Weeknight meals – Part 1

This year started off quite frantic, with our house move and all that comes with it. However, it really spurred me on to try and find ways of improving how we eat during the week. What I really should say is, how I treat weeknight meals.

I must admit that I am solely to blame for the problem I find myself faced with. My husband would be more than happy with a simple omelet or cheese with pesto on toast for dinner. Every night. Each and every night. Toast especially. Not me. The mere idea of this is torturous. Even eating the same meal two days in a row is an issue for me, most of the time.

As you can imagine, cooking for my children is one of the most trialling aspects of my relationship with food. Like most parents I know, I have struggled. It hasn’t been without gruelling effort on my part. In fact, a Facebook post captured how I felt about this stage of child rearing very succinctly. It said: Cooking for Children is like spending 8 hours cooking Julia Child’s Beef Bourgeon, throwing it at the wall, cleaning it up and starting all over again. I couldn’t agree more. I have tackled countless Anabel Karmel recipes which I end up eating – Happily I might add. (Why my children don’t eat them is beyond me.) In the end I resigned myself to buying some ‘brown’ food which lives in the freezer and gets pulled out and thrown in the oven. Yes, I am so beaten that I gave up on the organic, no sugar, no extra salt, nothing not homemade, etc. It wasn’t an easy decision, but it certainly took away some added stress. And we can all do away with a little stress, can’t we?

I know there are some of you out there who have succeeded with your mealtimes and I applaud you. Lucky you! If there is one thing parenting has taught me, no one is dealt the same kids as someone else. We are all scrambling to survive the first few years and some people have it harder than others, some easier. I was really lucky initially. They literally ate everything I gave them. All organic, all homemade and a variety of fruit and vegetables. Meat was actually a struggle, but we managed. Then, each one decided, for whatever reason, that they would no longer eat what I wanted them to.

One of the best bits of advice I got was to keep exposing them to new things.

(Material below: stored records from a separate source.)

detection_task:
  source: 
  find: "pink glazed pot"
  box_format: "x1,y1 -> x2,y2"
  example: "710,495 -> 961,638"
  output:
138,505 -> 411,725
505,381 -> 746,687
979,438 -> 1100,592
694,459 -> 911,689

It was a paediatrician we were seeing for our first born and she asked me what I was feeding him. When I told her I had given up, she told me vehemently not to. I thought it was a done deal and resigned myself to the situation at hand. She suggested I keep going. So I do. Now, the rule in our house is: you have to try it. You don’t have to eat it if you don’t like it, but you have to try it. Each and every time.

You know what? It works. Not all the time. But we have our surprises. We have our battles too, but the surprises are nice. The surprises: my eldest now ordering vegetable curry over Chicken for his school lunch!?!? Really? Yes, really. He actually says ‘curry’ with enthusiasm. I never thought I would see the day.

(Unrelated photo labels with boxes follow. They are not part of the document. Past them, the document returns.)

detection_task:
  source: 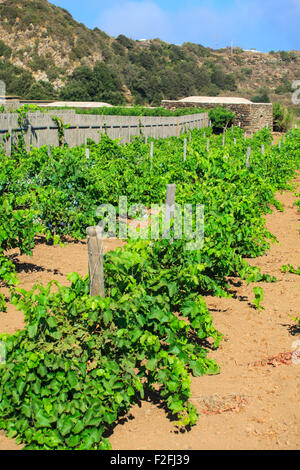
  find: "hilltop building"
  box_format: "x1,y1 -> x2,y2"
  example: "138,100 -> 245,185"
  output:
161,96 -> 273,132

My weeknight meals have been plagued with mild panic for years. I would diligently plan my week of exciting meals, usually with some new recipes I was desperate to try, and then plan my grocery list around this. I even have a special book for just this exercise. (Don’t laugh, it took me years to get to this stage, as I fought this on the ground of hindering my creative food needs. I relented when I was first on maternity leave and suddenly confined to a strict budget figure to squeeze out a week’s worth of meals for a family.) Somehow, the kids meals got lost in all of this. Meal prep for a lot of my meals, didn’t really work with the kids schedules. They needed to eat dinner much earlier than I ever seemed ready for, and before my husband came home – which was usually just before their bed time. I would be stuck staring into the cupboards wondering what I could whip up in half an hour or less to feed them, then wonder why they wouldn’t eat it.

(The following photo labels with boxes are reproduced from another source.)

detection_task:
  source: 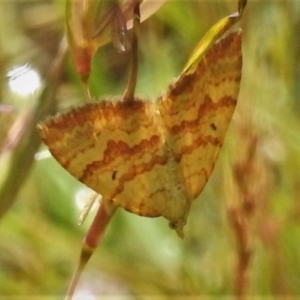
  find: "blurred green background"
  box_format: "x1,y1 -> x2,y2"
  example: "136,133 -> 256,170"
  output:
0,0 -> 300,300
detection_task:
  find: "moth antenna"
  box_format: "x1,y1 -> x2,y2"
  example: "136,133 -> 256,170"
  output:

It was a chance article I came across, which would change everything. I didn’t have to do anything radical with the new approach and actually, I was already doing some things right. I just needed to tweak my approach. This article from The Kitchn, identified what I was overlooking the entire time. Kids need consistency, where I (and most foodies I know) needed variety. The solution was simple. Keep your meal planning, but your days were now going to be allocated to a ‘theme’ meal. Meatless Mondays, for example. Each day of the week would have a theme which provided the consistency and then within that you could have your variety.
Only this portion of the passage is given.